Tom Szaky dropped out of Princeton a few years ago and went to work full-time manufacturing and marketing an all-natural fertilizer. From headquarters in Trenton, he's put several dozen people and millions of red worms to work.

"We really try to create a worm Utopia which is really humid dark and warm," Szaky. "They are the happiest worms out there. We try to keep it as ideal for them as possible."

Those worms produce the key component of TerraCycle fertilizer. It's liquefied, then packaged in rinsed-out, re-used plastic soft drink bottles, often gathered up by school children. Then the bottles are covered with a colorful plastic label, proudly emblazoned with the phrase Worm Poop across the front. More and more retailers are selling TerraCycle products and that, according to Szaky, is the reason Scotts is suing.
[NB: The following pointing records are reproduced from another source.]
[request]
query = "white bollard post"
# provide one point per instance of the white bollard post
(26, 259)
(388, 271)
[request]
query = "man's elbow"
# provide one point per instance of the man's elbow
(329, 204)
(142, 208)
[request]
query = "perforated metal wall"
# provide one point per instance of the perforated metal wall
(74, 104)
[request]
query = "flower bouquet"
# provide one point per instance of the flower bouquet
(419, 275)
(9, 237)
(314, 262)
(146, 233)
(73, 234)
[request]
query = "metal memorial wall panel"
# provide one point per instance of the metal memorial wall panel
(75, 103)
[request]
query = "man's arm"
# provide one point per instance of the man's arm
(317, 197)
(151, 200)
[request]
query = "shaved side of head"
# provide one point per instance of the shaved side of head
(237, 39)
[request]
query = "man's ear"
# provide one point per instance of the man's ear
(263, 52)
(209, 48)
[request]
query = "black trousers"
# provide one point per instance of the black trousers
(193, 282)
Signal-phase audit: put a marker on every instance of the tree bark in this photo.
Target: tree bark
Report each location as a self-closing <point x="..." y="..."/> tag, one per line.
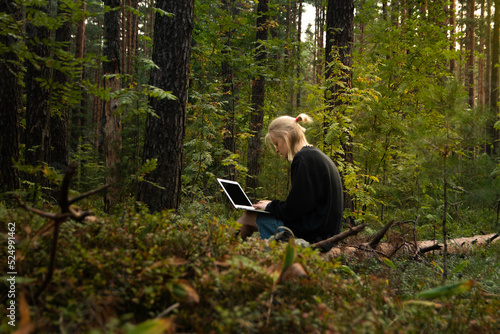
<point x="165" y="135"/>
<point x="60" y="122"/>
<point x="339" y="39"/>
<point x="229" y="137"/>
<point x="112" y="122"/>
<point x="470" y="52"/>
<point x="10" y="95"/>
<point x="495" y="59"/>
<point x="258" y="98"/>
<point x="453" y="40"/>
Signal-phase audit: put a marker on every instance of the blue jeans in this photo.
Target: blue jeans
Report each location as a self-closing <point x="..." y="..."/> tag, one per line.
<point x="267" y="225"/>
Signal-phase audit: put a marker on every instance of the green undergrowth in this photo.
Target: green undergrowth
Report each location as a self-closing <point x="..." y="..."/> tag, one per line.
<point x="133" y="271"/>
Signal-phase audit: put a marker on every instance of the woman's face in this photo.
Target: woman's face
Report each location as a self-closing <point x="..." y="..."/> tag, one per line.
<point x="280" y="145"/>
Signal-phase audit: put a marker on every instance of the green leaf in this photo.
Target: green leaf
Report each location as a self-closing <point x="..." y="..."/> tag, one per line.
<point x="153" y="326"/>
<point x="290" y="253"/>
<point x="447" y="290"/>
<point x="389" y="263"/>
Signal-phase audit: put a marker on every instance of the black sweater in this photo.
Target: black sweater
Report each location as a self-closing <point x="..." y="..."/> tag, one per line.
<point x="314" y="207"/>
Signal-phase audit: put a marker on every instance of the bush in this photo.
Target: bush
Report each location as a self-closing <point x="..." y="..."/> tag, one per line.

"I guess my opinion on why they're doing it is that we're taking major shelf space and becoming a threat," he says.

Not true, says Su Lok, spokeswoman at Scotts, a multi-billion-dollar global manufacturer with more than 5,000 employees. She says TerraCycle's claims about its organic products are false or misleading.

"Well for example TerraCycle has made some very broad claims that its products are more effective than synthetic chemical fertilizers such as Miracle-Gro," Lok says.

Lok also says TerraCycle's packaging is so similar to Miracle-Gro's that customers might be easily confused.

"It really doesn't matter the size of the company," Lok says. "Scotts has a long, established brand and we want to protect our brands and we take seriously the claims that are made about our products."

CEO Tom Szaky says TerraCycle, which has yet to earn a profit, is being bullied. As for the company's packaging, he says he does not understand how consumers could confuse one brand for the other.

"Quite frankly we're the anti-Miracle-Gro," Szaky says. "We're not chemicals. We're in a used soda bottle. It's worm poop. I don't know how you could be confused."

TerraCycle does not have an army of lawyers to defend the company says Szaky. But the Scotts lawsuit which was filed about a month ago has generated a lot of publicity for the start-up company which according to Szaky has spent less than a $1,000 on advertising this year.